Description
This recipe is designed to give an example on how to configure a factory and frontend to submit user jobs to a batch cluster via BOSCO.
Requirement | Description |
A functioning glideinwms factory | The factory should be completely configured and functioning for Grid submissions. The main reason for this is to be able to be assured that the factory is running and works before we do any configuration for BOSCO. |
A functioning glideinwms frontend | The frontend should be completely configured and functioning for Grid submissions. The same reasoning for the factory applies here. |
Valid, current, enabled account to access a submit host and submit to the cluster. Specifically, you need the private and public ssh keys are needed for submission. Then you can add the resource by invoking the "bosco_cluster --add" command. This can be invoked from any host but we suggest to do it form the Frontend so that you don't need to transfer the ssh keys. See the BOSCO manual for more information on adding a BOSCO resource. |
Example BOSCO Factory Entry
<entry name="BOSCO_TEST_carver" auth_method="key_pair" enabled="True" gatekeeper="cmsuser@carvergrid.nersc.gov" gridtype="batch pbs" schedd_name="fermicloud199.fnal.gov" trust_domain="bosco" verbosity="std" work_dir="AUTO"> <config> <max_jobs glideins="3" held="2" idle="1"> <max_job_frontends></max_job_frontends> </max_jobs> <release max_per_cycle="20" sleep="0.2"/> <remove max_per_cycle="5" sleep="0.2"/> <restrictions require_glidein_glexec_use="False" require_voms_proxy="False"/> <submit cluster_size="10" max_per_cycle="100" sleep="0.2"/> </config> <allow_frontends></allow_frontends> <attrs> <attr name="CONDOR_ARCH" const="True" glidein_publish="False" job_publish="False" parameter="True" publish="False" type="string" value="default"/> <attr name="CONDOR_OS" const="True" glidein_publish="False" job_publish="False" parameter="True" publish="False" type="string" value="default"/> <attr name="GLEXEC_BIN" const="True" glidein_publish="False" job_publish="False" parameter="True" publish="True" type="string" value="NONE"/> <attr name="GLIDEIN_Site" const="True" glidein_publish="True" job_publish="True" parameter="True" publish="True" type="string" value="BOSCO_PBS"/> <attr name="USE_CCB" const="False" glidein_publish="True" job_publish="False" parameter="True" publish="True" type="string" value="True"/> <attr name="X509_CERT_DIR" const="True" glidein_publish="False" job_publish="True" parameter="True" publish="True" type="string" value="/osg/certificates"/> </attrs> <files></files> <submit_attrs> <submit_attr name="+remote_queue" value='"serial"'/> <submit_attrs> <infosys_refs></infosys_refs> <monitorgroups></monitorgroups> </entry>
The important pieces of the entry stanza listed above are listed below:
Name | Type | Value | Description |
auth_method |
The key pair in this case refers to the ssh keypair installed to access the BOSCO resource (remote cluster submit host).

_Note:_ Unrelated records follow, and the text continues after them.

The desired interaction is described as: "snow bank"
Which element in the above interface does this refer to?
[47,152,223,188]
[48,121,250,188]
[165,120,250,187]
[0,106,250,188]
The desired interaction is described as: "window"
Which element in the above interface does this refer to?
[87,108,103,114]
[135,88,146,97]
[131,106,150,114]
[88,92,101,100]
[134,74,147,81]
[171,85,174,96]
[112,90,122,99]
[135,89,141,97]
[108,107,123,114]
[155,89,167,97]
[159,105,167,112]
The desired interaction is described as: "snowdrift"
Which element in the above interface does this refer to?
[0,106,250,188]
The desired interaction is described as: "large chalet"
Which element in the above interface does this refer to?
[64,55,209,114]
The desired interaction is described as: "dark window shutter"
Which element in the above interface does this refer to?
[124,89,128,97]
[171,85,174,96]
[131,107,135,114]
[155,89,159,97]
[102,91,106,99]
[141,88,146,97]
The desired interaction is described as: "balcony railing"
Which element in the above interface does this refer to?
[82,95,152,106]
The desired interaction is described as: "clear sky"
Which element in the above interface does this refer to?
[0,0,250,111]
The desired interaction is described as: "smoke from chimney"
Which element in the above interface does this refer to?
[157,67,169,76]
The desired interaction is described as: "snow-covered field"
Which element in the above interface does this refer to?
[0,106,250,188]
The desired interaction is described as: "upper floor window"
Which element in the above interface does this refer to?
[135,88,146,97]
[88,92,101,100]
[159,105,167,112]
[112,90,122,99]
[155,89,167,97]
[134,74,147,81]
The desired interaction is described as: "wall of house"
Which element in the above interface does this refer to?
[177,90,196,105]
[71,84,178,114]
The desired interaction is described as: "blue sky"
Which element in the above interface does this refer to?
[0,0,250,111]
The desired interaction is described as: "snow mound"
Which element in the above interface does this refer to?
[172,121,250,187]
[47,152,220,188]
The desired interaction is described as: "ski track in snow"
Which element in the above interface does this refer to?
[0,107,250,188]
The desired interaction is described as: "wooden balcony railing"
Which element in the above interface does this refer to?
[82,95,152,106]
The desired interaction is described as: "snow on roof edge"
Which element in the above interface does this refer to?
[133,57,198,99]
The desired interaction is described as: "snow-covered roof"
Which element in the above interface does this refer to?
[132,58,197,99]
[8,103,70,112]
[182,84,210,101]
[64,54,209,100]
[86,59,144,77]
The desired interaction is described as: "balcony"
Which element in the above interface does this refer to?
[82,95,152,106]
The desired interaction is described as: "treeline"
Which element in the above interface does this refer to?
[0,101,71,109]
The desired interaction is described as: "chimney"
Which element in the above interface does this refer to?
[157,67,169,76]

See Factory Configuration for a complete description. |
||
gatekeeper |
The gatekeeper attribute in the BOSCO case is the username and hostname used by the user to login to the cluster and submit jobs. See Factory Configuration for a complete description. |
||
gridtype | "batch pbs" |
It must be the keyword "batch" followed by the batch system used in the cluster (must be one supported by HTCondor/BOSCO, e.g pbs, condor, lsf, sge. See Factory Configuration for a complete description. |
|
trust_domain | "bosco" |
The trust domain can be any arbitrary value. Both the factory and the frontend must be configured to use the same value of the trust_domain. In this example, "bosco" is the arbitrary value. See Factory Configuration for a complete description. |
|
work_dir | "AUTO" |
The working directory that the pilot starts up in can be any one supported by the remote cluster or batch system. See Factory Configuration for a complete description. |
|
glideins | "3" |
This is a hard limit for the number of glideins that the factory will submit to the remote batch system. For testing purposes this example was restricted to 3 running VMs. See Factory Configuration for a complete description. |
|
held | "1" |
This is a limit for the number of glideins requests that can be in held state. If the number of held requests match this number, the factory will stop asking for more. For purposes of testing, this number was set extremely low. See Factory Configuration for a complete description. |
|
idle | "1" |
This is a limit for the number of glideins requests that can be in idle state. Ordinarily, this attribute is used to determine "pressure" at a grid site. See Factory Configuration for a complete description. |
|
submit_attr | - |
This element is used to specify RSL equivalent info for gt2/gt5. Name and value of the submit attribute configured will be put in the glidein's JDL before submission. For example, the above configuration shows how to configure glidein submission to a specific remote queue and will result in the following line in the glidein's JDL. +remote_queue = "serial" See Factory Configuration for a complete description. |
Example BOSCO Frontend Configuration
This only configuration for the frontend in this example is for the credential setup. The credential setup can be included in the group credential definition or in the global credential definition.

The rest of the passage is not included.